Arthroscopic surgery was delayed a bit until September 30, so the summer recruitment period never happened.

Krishnamoorthy tried to put together a recruitment video of his career.

“I missed a lot of tennis that college coaches could have seen me,” he said. “I couldn’t even walk for a few weeks after the surgery.”

Krishnamoorthy, whose older brother Vinod also played for the Nighthawks, finally made his senior debut in a game last week for Del Norte.

Struggling to overcome mental reluctance following surgery has slowed his return to play.

“I thought I would tear my whole knee out again as soon as I put weight on it,” he said. “My mind was the last thing to heal because it took me a few minutes in a practice to realize the knee was fine again.”

The idea of ​​not playing in college was so alien to Krishnamoorthy that he assumed he would pick up where he left off due to the injury.

Del Norte’s Shekar Krishnamoorthy has struggled to overcome reluctance to play tennis again after his surgery. But within minutes of starting a workout, he said he realized his knee was fine.

(Courtesy of Shekar Krishnamoorthy)

He started playing, with his father, at the age of 5 when he picked up a racket for the first time.

His father/playing partner has coached him all these years. They played in a number of doubles tournaments along the way.

“I didn’t have any other sport that I was into,” Krishnamoorthy said. “I was a tennis player because it was so much fun. I even enjoyed playing mixed tennis last year at Del Norte when we finally got to play again.

“At first I didn’t want to play, but the girls are very good players at my school.
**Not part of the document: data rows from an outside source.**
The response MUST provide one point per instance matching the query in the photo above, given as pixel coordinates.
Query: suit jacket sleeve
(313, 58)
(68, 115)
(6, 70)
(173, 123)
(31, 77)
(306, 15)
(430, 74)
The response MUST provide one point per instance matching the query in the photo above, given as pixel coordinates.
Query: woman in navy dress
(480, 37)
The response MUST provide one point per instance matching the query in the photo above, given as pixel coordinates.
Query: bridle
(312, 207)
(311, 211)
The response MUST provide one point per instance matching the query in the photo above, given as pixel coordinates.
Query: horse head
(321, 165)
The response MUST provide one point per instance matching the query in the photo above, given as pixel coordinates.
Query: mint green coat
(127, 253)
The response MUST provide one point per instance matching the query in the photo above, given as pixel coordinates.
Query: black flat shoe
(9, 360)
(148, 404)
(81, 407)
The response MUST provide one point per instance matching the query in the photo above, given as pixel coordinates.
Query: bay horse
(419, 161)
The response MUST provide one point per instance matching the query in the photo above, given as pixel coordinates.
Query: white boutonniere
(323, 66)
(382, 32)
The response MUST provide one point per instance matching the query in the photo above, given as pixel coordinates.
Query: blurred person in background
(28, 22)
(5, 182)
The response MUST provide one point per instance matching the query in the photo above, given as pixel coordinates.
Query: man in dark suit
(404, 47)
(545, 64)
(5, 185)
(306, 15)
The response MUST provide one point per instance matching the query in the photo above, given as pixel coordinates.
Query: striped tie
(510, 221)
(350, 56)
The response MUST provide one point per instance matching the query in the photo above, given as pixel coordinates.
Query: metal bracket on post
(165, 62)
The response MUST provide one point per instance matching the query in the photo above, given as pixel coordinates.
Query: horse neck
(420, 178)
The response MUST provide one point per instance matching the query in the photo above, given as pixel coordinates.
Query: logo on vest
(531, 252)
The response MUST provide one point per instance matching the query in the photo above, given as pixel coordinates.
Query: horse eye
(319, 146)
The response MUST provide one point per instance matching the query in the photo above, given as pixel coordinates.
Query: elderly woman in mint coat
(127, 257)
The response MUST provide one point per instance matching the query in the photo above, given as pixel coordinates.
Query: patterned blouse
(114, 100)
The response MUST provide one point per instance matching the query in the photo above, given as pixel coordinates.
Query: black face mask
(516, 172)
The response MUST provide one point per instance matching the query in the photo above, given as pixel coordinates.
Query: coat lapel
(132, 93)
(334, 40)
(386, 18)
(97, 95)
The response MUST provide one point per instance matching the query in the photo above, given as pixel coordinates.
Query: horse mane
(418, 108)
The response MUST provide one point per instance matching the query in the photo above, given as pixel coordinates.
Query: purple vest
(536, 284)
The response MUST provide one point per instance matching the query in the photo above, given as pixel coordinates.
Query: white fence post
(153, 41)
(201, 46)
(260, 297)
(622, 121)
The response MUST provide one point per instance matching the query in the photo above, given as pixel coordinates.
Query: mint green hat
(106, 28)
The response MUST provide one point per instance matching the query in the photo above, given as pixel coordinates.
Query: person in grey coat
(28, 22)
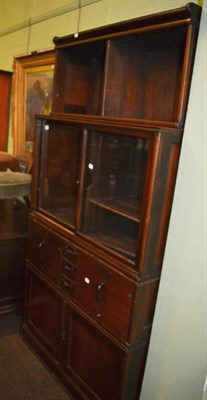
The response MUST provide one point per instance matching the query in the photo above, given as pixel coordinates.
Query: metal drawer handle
(71, 251)
(99, 294)
(68, 284)
(41, 248)
(69, 267)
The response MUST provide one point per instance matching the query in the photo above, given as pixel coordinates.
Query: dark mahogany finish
(5, 86)
(105, 167)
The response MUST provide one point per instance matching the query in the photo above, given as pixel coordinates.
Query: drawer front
(70, 253)
(105, 294)
(68, 286)
(44, 251)
(69, 269)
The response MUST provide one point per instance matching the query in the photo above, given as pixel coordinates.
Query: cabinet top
(190, 14)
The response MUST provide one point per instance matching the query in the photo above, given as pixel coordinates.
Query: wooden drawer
(44, 251)
(69, 269)
(105, 294)
(68, 286)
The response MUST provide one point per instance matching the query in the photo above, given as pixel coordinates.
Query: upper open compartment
(140, 69)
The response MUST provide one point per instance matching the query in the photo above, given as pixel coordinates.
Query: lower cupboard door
(92, 361)
(43, 314)
(97, 366)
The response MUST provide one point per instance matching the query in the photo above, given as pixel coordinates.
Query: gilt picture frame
(32, 94)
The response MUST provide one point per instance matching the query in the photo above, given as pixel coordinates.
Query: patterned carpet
(22, 375)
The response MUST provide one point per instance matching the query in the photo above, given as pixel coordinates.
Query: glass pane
(60, 171)
(113, 190)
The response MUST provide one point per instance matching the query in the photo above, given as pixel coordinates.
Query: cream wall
(176, 365)
(49, 18)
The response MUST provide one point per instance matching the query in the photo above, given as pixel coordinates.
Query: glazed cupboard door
(114, 184)
(59, 166)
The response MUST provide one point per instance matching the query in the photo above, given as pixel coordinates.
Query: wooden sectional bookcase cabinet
(105, 167)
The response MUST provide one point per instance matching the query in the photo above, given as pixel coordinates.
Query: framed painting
(32, 94)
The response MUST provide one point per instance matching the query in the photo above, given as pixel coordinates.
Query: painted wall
(176, 364)
(177, 361)
(28, 25)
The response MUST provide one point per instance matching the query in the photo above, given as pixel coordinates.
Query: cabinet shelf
(117, 242)
(120, 206)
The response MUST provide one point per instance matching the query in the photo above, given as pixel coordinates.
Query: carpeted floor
(22, 375)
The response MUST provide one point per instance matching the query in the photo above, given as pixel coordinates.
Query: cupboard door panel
(43, 313)
(44, 251)
(105, 294)
(92, 361)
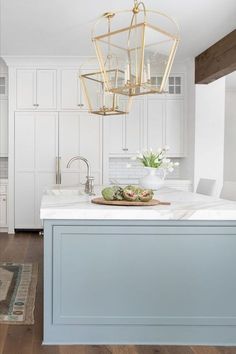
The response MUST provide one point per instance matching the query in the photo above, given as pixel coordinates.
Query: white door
(72, 98)
(36, 149)
(155, 122)
(26, 89)
(69, 133)
(3, 210)
(80, 135)
(69, 89)
(3, 127)
(91, 145)
(116, 134)
(46, 89)
(174, 127)
(134, 127)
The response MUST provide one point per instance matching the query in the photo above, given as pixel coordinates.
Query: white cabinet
(36, 89)
(3, 205)
(166, 124)
(3, 86)
(41, 138)
(3, 127)
(155, 122)
(71, 96)
(36, 149)
(174, 127)
(80, 135)
(126, 135)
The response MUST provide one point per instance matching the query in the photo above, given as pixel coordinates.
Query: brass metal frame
(130, 88)
(103, 110)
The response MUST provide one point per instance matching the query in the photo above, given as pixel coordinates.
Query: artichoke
(145, 195)
(130, 193)
(112, 193)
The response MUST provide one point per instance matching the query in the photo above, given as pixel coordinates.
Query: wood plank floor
(16, 339)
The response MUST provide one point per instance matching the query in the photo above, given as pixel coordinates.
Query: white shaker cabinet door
(36, 149)
(155, 122)
(91, 145)
(134, 127)
(46, 89)
(69, 126)
(26, 89)
(70, 90)
(125, 132)
(174, 127)
(80, 135)
(3, 127)
(116, 134)
(3, 210)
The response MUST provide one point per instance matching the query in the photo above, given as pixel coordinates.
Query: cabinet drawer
(3, 189)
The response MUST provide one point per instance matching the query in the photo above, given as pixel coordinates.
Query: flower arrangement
(156, 160)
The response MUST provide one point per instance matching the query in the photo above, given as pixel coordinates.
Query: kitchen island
(144, 275)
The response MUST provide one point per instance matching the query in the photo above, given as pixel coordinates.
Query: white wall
(209, 133)
(230, 129)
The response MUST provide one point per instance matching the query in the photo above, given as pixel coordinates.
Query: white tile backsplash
(3, 167)
(120, 173)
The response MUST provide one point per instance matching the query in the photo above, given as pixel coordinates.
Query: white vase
(154, 179)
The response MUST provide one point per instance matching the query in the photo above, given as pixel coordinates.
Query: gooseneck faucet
(89, 184)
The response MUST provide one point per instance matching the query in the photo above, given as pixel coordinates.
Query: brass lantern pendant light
(99, 100)
(137, 53)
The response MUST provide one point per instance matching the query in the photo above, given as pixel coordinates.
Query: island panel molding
(217, 61)
(169, 288)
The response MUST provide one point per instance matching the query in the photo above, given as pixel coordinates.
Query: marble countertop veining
(71, 203)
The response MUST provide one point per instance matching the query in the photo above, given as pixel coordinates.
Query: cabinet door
(155, 122)
(3, 127)
(80, 135)
(116, 135)
(70, 90)
(69, 126)
(126, 131)
(36, 149)
(91, 145)
(3, 210)
(134, 127)
(174, 127)
(46, 89)
(26, 89)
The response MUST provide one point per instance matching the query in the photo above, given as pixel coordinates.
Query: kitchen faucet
(89, 184)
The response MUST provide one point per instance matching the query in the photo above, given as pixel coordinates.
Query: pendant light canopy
(132, 56)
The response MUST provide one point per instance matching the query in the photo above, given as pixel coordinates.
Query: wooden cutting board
(152, 202)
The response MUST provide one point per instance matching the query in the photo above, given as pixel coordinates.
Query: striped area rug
(17, 292)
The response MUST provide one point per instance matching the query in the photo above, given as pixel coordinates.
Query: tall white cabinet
(36, 150)
(36, 89)
(49, 125)
(44, 143)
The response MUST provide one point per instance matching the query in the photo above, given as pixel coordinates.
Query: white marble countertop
(69, 203)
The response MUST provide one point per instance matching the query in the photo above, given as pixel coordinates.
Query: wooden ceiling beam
(217, 61)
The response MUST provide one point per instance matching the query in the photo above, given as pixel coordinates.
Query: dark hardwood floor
(16, 339)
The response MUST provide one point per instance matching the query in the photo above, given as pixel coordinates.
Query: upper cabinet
(71, 95)
(125, 132)
(153, 122)
(36, 89)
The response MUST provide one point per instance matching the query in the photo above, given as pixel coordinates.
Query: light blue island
(143, 275)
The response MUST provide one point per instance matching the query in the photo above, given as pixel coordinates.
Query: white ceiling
(62, 27)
I was grateful at least that we had some kind of season.

He’s spent the past spring working on improving his game, especially with the scouting blitz approaching.

Where Krishnamoorthy goes from here is still up in the air. He would still like to play college tennis, but he realizes that a scholarship is probably out of the question.
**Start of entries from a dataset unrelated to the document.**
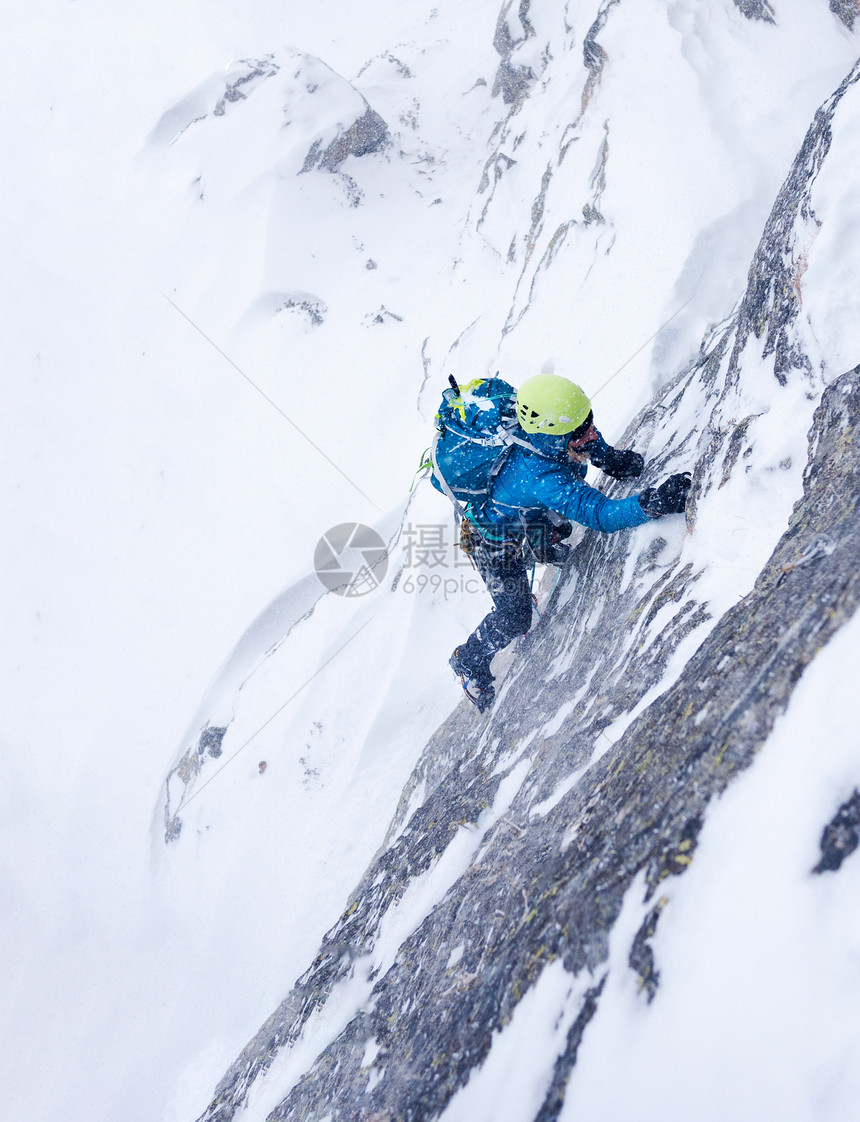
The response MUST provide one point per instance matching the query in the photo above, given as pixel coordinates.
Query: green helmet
(551, 404)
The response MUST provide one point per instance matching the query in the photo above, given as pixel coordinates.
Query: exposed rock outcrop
(595, 770)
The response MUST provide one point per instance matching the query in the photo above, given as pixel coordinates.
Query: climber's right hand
(668, 498)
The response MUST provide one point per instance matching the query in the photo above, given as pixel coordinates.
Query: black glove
(668, 498)
(623, 463)
(620, 463)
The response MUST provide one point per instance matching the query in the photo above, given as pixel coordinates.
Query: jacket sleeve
(559, 489)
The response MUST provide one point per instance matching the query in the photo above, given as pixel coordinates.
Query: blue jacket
(533, 480)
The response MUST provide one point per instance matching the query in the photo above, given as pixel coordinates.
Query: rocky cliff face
(638, 699)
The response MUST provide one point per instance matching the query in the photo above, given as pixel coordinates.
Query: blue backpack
(475, 429)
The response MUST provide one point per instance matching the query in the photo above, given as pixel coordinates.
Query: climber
(534, 493)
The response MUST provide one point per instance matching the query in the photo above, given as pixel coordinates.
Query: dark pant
(503, 568)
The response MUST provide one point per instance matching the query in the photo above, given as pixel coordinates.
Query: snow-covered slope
(238, 288)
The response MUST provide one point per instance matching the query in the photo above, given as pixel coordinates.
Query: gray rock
(593, 814)
(366, 135)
He could play junior college for a year to show the coaches that the knee is okay again.

“I applied to colleges, so maybe I could go to a four-year school right away,” he said. “I just want to play and do that in a team where I can have an impact.

“It’s definitely not the happiest time for me and my tennis career.”
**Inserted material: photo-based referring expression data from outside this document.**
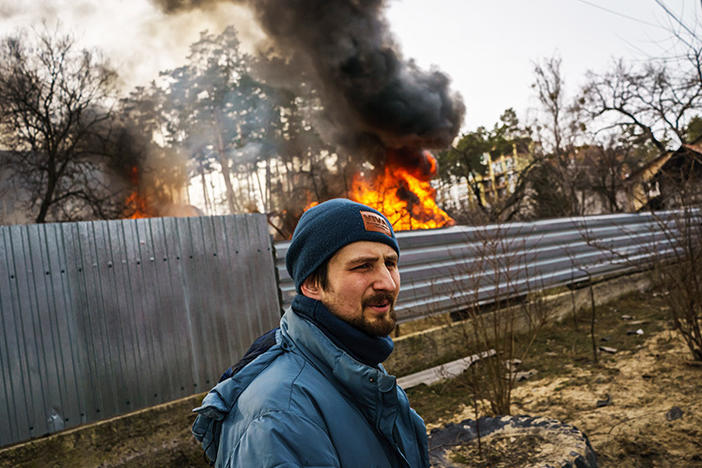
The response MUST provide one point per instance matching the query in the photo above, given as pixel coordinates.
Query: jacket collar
(370, 388)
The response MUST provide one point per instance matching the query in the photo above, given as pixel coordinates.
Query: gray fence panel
(450, 269)
(103, 318)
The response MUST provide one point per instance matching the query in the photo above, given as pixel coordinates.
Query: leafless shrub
(506, 314)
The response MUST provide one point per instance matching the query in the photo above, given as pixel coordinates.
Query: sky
(487, 48)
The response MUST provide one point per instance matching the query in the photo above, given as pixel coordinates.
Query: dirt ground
(649, 392)
(649, 375)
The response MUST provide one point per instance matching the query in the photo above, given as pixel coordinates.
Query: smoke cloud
(371, 94)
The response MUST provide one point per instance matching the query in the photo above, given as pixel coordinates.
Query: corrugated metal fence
(103, 318)
(450, 269)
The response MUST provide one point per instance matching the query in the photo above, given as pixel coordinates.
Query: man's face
(362, 284)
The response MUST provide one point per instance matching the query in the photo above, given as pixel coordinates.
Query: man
(317, 395)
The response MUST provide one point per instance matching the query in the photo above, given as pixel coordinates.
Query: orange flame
(403, 194)
(136, 205)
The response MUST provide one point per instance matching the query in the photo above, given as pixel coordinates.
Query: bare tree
(55, 123)
(557, 178)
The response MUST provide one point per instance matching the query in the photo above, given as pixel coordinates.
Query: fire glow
(402, 192)
(136, 206)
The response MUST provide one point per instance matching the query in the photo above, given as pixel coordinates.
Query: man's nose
(384, 280)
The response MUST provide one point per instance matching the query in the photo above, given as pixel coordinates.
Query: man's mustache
(379, 298)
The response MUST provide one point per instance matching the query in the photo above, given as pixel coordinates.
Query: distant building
(669, 181)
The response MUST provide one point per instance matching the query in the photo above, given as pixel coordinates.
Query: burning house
(377, 106)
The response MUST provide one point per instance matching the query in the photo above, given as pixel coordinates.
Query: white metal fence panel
(102, 318)
(447, 270)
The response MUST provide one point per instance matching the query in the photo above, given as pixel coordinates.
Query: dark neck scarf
(370, 350)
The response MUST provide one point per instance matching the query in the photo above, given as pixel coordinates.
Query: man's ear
(311, 289)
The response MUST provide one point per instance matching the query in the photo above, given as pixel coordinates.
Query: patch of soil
(638, 387)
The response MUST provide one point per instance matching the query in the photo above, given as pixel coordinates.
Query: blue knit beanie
(329, 226)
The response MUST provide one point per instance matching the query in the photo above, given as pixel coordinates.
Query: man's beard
(372, 324)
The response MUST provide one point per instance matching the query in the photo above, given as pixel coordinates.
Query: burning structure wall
(378, 106)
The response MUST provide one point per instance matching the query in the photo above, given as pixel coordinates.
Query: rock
(606, 402)
(514, 440)
(673, 413)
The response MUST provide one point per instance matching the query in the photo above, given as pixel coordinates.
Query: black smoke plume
(372, 96)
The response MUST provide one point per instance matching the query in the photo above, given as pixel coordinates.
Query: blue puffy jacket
(306, 402)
The longtime 4S Ranch resident, who has lived in the same room all his life, plans to major in computer science once he finds the right school.

Krishnamoorthy would like to find a college with his major and interest in him playing tennis somewhere in California.

“Time, for a tennis player, is too good to leave behind,” he said. “I would probably play tennis every day in college.”

At least he’s thankful that his recovery is beyond sitting around watching lots of movies on TV instead of playing tennis and hitting the beach.

However, he only has one term left in Del Norte to find the right school for him.